V3 idea: Let the CAS be encrypted + the AC be encrypted/signed

EdSchouten commented 4 years ago

Right now the CAS and the AC are not encrypted and/or signed. This means that systems that store the data have full access to the entire data set. This is bad for confidentiality. Even though the CAS is immutable, the AC can easily be tampered with.

At first glance, it would be trivial to encrypt the CAS: simply apply some symmetrical encryption on top of it and only let clients and workers have access to the key. Unfortunately, this wouldn't allow storage infrastructure to implement GetActionResult() anymore, as ActionResult messages reference Tree objects. GetActionResult() is supposed to touch everything referenced by the Tree. The Tree would need to be decomposed into an encrypted and a non-encrypted portion.

Encrypting the CAS also doesn't allow us to build schedulers that don't have the encryption key, as those need to parse the Action and the Command to be able to extract do_not_cache and platform properties to route the request properly.

EricBurnett commented 4 years ago

Interesting idea. Can you start by being clear about the threat model you want to defend against? To evaluate a set of changes and say whether they'll be sufficient to remove an attack vector, we'll need to be more specific about who should/shouldn't be trusted to do what.

From what you're describing, client-side encryption would probably suffice for the CAS - encrypt blobs and store those in the CAS, and decrypt post-retrieval. Then the server in the middle has no access to the data, and can only see the blobs you upload unencrypted for server use (e.g. Command messages, tree nodes, etc).
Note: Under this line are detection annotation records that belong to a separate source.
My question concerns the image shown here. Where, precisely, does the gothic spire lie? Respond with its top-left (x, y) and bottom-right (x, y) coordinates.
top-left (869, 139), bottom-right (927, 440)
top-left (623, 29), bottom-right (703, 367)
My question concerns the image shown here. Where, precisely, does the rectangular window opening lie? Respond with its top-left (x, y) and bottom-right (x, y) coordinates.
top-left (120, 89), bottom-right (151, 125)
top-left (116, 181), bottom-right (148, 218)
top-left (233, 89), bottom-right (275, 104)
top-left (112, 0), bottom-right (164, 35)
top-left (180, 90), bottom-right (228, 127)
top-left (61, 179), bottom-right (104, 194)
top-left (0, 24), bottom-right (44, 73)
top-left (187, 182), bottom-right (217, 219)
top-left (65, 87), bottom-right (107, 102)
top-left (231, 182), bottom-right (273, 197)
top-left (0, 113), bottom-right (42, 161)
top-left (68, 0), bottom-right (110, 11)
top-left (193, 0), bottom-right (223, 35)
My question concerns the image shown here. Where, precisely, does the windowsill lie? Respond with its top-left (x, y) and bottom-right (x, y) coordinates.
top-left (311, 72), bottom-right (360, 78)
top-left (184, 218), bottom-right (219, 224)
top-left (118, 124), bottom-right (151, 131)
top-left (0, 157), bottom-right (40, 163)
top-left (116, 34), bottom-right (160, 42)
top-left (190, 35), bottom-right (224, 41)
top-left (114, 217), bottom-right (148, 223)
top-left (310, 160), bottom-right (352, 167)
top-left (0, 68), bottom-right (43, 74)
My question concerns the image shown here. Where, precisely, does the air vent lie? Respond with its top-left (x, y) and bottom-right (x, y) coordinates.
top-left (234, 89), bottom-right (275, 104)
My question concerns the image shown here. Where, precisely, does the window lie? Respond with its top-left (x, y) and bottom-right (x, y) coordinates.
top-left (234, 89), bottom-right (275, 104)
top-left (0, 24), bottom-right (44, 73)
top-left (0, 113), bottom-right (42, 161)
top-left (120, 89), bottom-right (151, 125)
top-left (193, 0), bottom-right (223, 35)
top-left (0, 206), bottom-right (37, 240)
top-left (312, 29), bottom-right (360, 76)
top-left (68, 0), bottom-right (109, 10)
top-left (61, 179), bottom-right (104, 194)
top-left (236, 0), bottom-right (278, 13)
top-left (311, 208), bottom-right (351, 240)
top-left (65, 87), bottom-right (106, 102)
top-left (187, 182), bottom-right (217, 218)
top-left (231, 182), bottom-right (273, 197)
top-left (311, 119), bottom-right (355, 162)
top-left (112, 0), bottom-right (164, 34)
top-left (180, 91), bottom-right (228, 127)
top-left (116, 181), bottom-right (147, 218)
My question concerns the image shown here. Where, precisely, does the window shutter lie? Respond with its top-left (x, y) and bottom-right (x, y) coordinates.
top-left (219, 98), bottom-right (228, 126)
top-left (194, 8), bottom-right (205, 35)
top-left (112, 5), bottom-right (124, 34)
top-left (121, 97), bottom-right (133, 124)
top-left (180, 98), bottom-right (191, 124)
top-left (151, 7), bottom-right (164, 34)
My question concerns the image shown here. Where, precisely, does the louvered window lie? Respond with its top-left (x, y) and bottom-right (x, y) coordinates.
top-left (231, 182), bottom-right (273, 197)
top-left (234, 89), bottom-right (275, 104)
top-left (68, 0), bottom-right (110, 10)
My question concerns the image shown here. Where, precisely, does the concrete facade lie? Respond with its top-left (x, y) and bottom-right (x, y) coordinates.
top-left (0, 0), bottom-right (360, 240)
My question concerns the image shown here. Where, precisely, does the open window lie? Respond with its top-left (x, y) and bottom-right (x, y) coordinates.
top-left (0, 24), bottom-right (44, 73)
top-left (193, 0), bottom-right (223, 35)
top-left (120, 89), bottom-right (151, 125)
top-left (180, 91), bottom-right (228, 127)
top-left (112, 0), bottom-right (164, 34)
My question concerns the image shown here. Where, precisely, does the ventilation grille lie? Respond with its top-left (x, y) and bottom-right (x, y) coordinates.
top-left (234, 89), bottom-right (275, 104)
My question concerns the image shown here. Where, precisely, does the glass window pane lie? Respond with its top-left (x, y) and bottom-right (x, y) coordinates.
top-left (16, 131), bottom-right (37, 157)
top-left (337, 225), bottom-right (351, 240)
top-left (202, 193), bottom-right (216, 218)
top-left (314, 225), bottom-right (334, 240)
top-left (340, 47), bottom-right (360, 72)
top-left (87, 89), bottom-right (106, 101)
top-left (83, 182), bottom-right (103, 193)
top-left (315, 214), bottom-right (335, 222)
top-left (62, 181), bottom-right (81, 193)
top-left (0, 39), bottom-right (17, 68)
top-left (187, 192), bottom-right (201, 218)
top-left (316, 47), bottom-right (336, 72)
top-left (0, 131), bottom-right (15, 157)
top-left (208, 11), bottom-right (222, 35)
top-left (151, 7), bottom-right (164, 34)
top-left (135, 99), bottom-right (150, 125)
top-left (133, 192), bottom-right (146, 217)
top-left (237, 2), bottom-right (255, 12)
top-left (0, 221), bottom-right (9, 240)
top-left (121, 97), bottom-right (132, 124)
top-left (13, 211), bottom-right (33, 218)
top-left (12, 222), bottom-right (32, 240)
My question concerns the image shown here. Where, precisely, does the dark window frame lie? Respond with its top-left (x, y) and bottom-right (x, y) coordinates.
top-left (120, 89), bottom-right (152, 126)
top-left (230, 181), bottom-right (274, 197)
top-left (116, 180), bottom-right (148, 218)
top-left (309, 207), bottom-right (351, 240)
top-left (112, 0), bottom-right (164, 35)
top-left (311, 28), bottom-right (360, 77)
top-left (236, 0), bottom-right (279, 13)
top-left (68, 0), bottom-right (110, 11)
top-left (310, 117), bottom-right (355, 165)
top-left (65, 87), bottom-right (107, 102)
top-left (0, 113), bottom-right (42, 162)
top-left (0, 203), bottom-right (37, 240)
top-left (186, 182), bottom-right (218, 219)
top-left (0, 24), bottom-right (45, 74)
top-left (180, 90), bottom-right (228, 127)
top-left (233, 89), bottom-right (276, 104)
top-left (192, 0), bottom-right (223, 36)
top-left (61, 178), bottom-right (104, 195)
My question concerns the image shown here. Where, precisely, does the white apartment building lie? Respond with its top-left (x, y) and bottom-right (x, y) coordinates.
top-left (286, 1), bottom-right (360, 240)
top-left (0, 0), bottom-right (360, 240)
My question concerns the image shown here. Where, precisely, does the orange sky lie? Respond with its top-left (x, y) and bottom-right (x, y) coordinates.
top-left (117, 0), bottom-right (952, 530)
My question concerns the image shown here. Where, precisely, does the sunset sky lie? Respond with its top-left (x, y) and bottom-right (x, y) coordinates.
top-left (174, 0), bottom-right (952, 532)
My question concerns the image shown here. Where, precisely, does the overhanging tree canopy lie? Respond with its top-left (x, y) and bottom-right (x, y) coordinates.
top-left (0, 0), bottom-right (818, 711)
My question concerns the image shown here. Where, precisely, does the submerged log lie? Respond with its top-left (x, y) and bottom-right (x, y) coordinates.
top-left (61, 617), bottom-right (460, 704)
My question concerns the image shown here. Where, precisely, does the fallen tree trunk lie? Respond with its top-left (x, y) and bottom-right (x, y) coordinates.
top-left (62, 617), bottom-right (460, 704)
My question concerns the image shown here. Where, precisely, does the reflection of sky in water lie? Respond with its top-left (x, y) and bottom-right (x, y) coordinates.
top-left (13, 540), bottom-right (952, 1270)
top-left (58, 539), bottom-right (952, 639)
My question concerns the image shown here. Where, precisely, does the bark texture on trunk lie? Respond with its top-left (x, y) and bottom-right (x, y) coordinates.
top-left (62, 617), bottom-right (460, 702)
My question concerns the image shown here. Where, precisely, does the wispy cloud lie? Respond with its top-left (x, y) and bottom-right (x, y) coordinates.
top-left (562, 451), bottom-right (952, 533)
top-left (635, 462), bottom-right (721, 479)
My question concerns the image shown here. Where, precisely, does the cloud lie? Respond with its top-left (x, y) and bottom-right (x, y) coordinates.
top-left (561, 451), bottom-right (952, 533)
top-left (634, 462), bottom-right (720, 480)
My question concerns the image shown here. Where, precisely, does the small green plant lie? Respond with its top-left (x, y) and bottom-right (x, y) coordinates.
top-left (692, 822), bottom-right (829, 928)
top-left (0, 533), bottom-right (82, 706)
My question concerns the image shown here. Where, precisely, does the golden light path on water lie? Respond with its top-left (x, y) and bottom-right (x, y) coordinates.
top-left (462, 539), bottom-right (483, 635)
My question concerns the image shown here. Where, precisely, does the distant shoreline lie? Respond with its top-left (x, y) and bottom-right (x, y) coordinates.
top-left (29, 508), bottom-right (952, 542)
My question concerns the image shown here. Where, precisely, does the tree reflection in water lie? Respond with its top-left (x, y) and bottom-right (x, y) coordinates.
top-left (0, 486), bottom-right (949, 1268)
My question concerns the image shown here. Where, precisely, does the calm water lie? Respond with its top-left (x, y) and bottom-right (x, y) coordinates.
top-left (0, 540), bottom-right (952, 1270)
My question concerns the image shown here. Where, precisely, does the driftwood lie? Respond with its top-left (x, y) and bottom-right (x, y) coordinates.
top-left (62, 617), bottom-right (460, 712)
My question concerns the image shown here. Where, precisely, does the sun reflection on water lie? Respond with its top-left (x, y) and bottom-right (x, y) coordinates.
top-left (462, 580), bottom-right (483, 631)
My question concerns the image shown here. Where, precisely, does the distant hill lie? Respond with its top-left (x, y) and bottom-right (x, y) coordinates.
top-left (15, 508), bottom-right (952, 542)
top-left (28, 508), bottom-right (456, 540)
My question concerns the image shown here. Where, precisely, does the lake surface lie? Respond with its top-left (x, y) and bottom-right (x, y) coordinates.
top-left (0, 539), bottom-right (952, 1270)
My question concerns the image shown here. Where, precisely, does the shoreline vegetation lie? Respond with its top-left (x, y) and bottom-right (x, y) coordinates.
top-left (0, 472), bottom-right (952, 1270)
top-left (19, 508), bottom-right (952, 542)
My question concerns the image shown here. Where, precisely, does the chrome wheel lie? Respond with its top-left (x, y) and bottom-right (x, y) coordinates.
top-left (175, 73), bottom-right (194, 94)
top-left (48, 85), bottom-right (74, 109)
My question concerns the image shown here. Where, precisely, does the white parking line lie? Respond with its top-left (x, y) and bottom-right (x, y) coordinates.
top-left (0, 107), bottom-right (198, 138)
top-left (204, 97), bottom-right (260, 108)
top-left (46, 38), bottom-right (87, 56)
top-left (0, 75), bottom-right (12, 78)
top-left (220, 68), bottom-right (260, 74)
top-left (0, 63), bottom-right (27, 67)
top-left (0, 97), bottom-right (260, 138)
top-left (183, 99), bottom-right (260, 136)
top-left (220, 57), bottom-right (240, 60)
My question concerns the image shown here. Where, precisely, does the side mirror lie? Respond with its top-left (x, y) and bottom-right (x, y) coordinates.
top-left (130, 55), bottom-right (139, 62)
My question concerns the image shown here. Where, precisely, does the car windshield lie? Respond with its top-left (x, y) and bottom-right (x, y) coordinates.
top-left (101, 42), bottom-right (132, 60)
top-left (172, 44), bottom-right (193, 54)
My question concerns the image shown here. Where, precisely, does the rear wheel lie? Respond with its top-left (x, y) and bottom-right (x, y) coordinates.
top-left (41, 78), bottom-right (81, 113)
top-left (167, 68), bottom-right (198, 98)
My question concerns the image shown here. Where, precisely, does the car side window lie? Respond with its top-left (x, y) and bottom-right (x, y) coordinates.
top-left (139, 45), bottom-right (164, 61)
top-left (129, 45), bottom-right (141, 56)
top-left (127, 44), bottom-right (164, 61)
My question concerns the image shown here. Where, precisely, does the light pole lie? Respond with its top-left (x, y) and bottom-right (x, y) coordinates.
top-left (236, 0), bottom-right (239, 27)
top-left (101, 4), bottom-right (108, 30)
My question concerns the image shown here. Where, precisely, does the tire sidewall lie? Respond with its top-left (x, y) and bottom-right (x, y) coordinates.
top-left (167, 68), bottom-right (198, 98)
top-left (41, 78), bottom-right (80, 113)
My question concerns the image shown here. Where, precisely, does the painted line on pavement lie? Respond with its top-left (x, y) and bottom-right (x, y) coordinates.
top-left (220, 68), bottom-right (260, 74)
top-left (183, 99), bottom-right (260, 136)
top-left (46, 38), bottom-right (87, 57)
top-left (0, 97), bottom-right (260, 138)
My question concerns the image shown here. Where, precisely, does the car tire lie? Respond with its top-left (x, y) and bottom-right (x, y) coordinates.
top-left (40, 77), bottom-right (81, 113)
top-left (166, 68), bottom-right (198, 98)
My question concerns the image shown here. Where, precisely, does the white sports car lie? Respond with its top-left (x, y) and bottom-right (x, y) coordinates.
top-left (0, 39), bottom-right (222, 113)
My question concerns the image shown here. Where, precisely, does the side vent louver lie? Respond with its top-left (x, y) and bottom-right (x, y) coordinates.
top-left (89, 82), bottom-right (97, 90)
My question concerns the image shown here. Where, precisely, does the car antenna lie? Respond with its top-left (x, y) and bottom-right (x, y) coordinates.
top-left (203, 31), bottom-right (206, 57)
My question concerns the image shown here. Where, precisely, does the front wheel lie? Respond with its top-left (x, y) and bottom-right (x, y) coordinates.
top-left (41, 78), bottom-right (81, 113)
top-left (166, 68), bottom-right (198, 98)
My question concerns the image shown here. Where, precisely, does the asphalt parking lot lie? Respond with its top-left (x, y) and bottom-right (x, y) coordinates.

For ActionResult / action cache, I could see attaching some sort of signature from wherever the action was actually executed. I don't exactly know how to implement that, since in most Remote Execution contexts the worker doesn't see any REAPI messages to be able to sign them, but seems solvable. Some sort of scheme to sign command+inputs+outputs with context and signer? I think something of that sort could be added to V2 probably, since it's mostly optional?

EdSchouten commented 4 years ago

Interesting idea. Can you start by being clear about the threat model you want to defend against? To evaluate a set of changes and say whether they'll be sufficient to remove an attack vector, we'll need to be more specific about who should/shouldn't be trusted to do what.

There are a couple different cases:

Assume that you operate a build cluster that makes use of third-party storage infrastructure (e.g., a cloud provider, but it could also be a different department within your organisation). You may not necessarily want to disclose the contents of the CAS and AC to the team maintaining your storage infrastructure.
Assume that you set up multiple build clusters, each for a separate tenant. From a cost perspective, it may be attractive to move all data into a single CAS. Workers you can easily scale up/down, but storage is harder. By using a single CAS, per-tenant peaks may be flattened out. Still, you don't want everybody to see each others'. You could virtualise storage to have per-tenant namespaces, but another solution would be to just encrypt the blobs.
Assume you have a remote build cluster somewhere, but accessing it is slow for people in a given location. You decide to speed up the builds for people in that location by installing an office cache. Theft of such an office cache could be a disaster. Furthermore, the office cache may currently mutate ActionResults.

From what you're describing, client-side encryption would probably suffice for the CAS - encrypt blobs and store those in the CAS, and decrypt post-retrieval. Then the server in the middle has no access to the data, and can only see the blobs you upload unencrypted for server use (e.g. Command messages, tree nodes, etc).

The problem then becomes how you identify these objects then.

Do you still use the original digests as identifiers for them? If so, you are somewhat disclosing the contents of the unencrypted files. Just take a whole bunch of commonly used Open Source projects, SHA-256 all of their source files and you've got a huge catalogue that would allow you to (dis)prove whether a build action depends on certain codebases.
Do you compute a new digest based on the encrypted data? If so, how will you be able to find these objects again?

For ActionResult / action cache, I could see attaching some sort of signature from wherever the action was actually executed. I don't exactly know how to implement that, since in most Remote Execution contexts the worker doesn't see any REAPI messages to be able to sign them, but seems solvable. Some sort of scheme to sign command+inputs+outputs with context and signer? I think something of that sort could be added to V2 probably, since it's mostly optional?

A worker could sign the ActionID+ActionResult, allowing a client to validate that the action was indeed executed on a kind of worker that was intended to run these actions.

ulfjack commented 4 years ago

You can encrypt the digests with a symmetric algorithm and use that as identifiers to prevent a dictionary attack. It seems preferable to layer encryption on top of storage than to embed it into the CAS protocol. Use a CAS proxy that has the encryption keys and encrypts in and out of the underlying infrastructure.

EricBurnett commented 4 years ago

Do you compute a new digest based on the encrypted data? If so, how will you be able to find these objects again?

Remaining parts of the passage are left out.